Hoje, embora não haja mais a proibição do exercício, perguntas ainda pairam sobre os profissionais e sobre a forma da sua atuação, como por exemplo em que categoria se encaixam para o recolhimento do Imposto Sobre Serviço, quais as exigências para a concessão do alvará, se é que esse deve ser um requisito para esses profissionais, além de que as competências para essas matérias legislativas ainda está em debate, não sendo certo se a emissão desses regulamentos sem uma base federal seria aceita, se a elaboração desse regramento pela via municipal seria aceitável e de quem seria a inciativa, se do executivo ou do legislativo municipal.

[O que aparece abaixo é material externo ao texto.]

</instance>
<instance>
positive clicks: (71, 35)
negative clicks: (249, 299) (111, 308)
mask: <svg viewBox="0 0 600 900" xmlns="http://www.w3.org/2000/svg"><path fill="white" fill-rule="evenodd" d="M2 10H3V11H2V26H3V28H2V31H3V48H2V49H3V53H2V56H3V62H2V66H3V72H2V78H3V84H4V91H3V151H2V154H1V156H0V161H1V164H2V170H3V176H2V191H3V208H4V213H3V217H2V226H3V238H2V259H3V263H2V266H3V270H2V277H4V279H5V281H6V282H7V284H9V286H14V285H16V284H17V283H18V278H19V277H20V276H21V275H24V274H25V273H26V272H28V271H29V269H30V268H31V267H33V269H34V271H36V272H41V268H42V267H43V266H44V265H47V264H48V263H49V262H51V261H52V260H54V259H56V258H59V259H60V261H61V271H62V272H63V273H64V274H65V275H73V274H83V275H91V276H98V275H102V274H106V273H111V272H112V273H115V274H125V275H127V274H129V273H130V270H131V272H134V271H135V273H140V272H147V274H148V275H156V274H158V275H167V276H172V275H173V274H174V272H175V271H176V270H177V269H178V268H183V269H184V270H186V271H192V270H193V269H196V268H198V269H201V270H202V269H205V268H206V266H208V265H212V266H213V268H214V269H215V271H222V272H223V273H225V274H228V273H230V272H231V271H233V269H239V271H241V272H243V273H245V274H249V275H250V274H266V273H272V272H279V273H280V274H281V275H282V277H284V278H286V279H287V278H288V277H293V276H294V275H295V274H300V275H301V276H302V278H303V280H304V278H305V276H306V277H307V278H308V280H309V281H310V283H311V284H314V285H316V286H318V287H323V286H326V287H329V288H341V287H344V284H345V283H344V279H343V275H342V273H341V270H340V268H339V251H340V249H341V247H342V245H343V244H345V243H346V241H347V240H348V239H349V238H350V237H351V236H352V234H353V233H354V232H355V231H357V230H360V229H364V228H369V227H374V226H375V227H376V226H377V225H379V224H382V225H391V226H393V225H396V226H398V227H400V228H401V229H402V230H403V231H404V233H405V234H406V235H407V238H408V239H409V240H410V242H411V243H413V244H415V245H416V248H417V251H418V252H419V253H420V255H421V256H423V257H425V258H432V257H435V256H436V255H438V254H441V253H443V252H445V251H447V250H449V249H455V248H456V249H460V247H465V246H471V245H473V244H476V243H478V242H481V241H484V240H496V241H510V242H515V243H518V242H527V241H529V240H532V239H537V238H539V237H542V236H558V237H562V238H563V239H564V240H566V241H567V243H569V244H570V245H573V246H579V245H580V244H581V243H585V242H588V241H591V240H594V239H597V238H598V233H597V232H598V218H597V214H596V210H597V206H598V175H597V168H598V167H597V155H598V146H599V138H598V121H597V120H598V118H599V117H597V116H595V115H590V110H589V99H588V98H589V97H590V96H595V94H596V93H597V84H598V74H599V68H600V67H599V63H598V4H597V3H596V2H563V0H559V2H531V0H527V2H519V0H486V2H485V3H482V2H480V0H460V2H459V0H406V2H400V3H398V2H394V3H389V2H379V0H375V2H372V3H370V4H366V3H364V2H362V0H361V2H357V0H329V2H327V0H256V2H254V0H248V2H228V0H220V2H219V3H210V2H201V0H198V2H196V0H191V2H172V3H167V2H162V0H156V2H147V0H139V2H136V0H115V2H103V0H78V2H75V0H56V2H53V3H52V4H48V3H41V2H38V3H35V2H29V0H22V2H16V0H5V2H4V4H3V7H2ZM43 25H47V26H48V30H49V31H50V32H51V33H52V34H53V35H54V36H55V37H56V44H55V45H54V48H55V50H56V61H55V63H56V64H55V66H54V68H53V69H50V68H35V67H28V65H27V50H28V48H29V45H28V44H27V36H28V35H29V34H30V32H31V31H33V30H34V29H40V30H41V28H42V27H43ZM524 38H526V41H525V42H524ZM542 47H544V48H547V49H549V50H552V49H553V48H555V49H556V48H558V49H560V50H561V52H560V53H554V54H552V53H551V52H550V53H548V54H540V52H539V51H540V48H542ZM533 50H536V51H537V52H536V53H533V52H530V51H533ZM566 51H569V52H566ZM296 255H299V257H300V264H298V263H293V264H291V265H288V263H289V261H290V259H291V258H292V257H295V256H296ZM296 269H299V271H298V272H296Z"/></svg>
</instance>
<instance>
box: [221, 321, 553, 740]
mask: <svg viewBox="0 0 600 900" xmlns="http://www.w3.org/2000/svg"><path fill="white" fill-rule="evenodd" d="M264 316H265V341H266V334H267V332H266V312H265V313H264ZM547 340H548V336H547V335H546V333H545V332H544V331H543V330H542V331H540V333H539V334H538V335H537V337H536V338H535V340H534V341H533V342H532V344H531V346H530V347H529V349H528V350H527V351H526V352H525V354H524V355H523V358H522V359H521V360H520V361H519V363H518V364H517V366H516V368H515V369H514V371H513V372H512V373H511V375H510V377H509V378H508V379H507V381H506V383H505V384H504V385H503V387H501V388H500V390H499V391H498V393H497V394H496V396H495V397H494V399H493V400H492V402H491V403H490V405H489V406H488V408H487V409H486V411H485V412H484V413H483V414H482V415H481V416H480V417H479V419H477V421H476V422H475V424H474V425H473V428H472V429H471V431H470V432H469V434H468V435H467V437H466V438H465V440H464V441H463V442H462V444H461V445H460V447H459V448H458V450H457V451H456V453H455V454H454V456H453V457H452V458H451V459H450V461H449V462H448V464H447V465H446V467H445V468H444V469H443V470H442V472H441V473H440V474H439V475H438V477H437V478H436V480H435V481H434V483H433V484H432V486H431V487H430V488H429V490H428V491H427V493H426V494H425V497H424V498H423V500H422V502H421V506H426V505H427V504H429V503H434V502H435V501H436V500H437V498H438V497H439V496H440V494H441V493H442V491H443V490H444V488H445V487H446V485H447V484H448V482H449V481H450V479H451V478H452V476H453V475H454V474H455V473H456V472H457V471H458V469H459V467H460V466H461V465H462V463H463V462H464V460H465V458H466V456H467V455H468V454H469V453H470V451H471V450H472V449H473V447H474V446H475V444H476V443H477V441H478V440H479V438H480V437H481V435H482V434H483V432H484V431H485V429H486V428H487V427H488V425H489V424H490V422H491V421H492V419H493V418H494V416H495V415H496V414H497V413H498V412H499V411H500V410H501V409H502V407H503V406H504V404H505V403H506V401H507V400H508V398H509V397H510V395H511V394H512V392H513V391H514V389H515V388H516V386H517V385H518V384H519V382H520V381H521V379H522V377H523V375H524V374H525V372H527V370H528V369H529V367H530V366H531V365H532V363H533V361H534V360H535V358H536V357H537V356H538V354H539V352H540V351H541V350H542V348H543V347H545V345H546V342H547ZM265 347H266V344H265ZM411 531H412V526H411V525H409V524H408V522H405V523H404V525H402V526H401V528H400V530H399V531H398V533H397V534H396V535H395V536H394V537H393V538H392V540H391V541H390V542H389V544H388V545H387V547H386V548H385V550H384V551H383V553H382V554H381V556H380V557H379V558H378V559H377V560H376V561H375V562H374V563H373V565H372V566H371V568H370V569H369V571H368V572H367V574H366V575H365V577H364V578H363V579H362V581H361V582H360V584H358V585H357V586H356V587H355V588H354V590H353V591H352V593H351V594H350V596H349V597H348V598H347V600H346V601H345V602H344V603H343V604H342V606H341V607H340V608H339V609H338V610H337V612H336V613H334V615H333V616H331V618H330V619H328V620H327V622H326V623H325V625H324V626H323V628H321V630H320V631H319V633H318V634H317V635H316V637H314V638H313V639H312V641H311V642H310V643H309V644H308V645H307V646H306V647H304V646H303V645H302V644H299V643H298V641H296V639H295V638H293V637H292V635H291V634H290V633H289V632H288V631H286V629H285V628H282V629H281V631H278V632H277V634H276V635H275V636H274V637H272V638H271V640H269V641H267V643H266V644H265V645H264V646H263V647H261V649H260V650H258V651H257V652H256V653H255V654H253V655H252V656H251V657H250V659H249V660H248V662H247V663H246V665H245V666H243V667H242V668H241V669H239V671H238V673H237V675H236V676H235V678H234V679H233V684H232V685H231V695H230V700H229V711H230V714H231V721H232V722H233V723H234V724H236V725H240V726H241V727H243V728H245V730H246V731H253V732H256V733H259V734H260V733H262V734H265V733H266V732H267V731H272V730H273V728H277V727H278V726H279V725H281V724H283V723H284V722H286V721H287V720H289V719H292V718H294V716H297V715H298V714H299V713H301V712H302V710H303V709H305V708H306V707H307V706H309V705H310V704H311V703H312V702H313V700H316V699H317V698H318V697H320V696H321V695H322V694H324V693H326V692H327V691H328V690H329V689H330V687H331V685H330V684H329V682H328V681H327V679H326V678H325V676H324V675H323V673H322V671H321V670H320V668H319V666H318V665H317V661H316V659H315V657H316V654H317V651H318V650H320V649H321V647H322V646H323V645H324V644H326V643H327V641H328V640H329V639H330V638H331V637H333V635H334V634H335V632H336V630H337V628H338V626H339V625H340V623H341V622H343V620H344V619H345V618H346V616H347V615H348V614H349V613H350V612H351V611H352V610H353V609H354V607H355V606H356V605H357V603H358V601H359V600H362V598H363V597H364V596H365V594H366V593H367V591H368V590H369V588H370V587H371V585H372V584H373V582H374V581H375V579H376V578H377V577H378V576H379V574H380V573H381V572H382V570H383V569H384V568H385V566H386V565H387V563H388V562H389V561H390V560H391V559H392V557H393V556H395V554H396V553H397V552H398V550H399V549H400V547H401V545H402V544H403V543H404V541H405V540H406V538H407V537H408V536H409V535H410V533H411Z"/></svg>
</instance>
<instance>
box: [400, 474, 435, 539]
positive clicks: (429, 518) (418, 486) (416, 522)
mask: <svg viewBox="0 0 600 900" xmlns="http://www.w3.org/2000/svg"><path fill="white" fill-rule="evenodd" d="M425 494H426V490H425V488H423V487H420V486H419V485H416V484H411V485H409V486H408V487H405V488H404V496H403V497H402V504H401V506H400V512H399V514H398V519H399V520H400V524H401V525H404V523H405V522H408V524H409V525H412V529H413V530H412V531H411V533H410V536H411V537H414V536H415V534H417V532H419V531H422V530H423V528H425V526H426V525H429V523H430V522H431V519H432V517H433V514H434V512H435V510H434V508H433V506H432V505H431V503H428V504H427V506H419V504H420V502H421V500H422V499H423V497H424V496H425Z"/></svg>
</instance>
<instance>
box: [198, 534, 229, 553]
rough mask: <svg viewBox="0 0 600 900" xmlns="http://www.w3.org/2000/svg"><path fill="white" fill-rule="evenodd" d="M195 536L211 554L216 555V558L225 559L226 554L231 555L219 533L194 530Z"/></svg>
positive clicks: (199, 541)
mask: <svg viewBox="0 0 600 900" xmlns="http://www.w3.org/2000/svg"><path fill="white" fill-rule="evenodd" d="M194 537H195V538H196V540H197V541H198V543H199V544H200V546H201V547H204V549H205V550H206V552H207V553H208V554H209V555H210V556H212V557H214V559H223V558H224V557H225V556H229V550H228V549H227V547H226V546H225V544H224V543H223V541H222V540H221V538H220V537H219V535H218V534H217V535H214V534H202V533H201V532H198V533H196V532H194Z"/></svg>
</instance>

Todas essas questões ainda precisam ser discutidas com o devido maturação sobre o assunto, ainda restando o Supremo Tribunal Federal decidir sobre a ação de inconstitucionalidade por omissão número 64 (ADO 64), onde se tratará da omissão do legislativo em produzir a devida legislação sobre o assunto. Em nível municipal, diversas cidades tentam regular o exercício desses profissionais, permitindo a geração de emprego e o atendimento de qualidade para seus munícipes.
Por fim, o que se observa é o nascimento de uma organização sistemática da categoria. Não cabe mais discutir o exercício em si, mas, pelo contrário, as organizações profissionais, os direitos desses trabalhadores e como o sistema abraçará os profissionais injustamente perseguidos durante todo o processo culminado no julgamento unânime da modulação dos efeitos na ADPF 131. Nesse pós processo, se deseja união, como no fim de uma cruzada, agora é hora de se unir, curar as lesões da guerra e compreender, coletivamente, quais os próximos passos.
Aos Optometristas, parabéns! A luta ainda caminha, mas a vitória, pouco divulgada, é símbolo de uma bela resistência em favor da ciência que faz o mundo enxergar.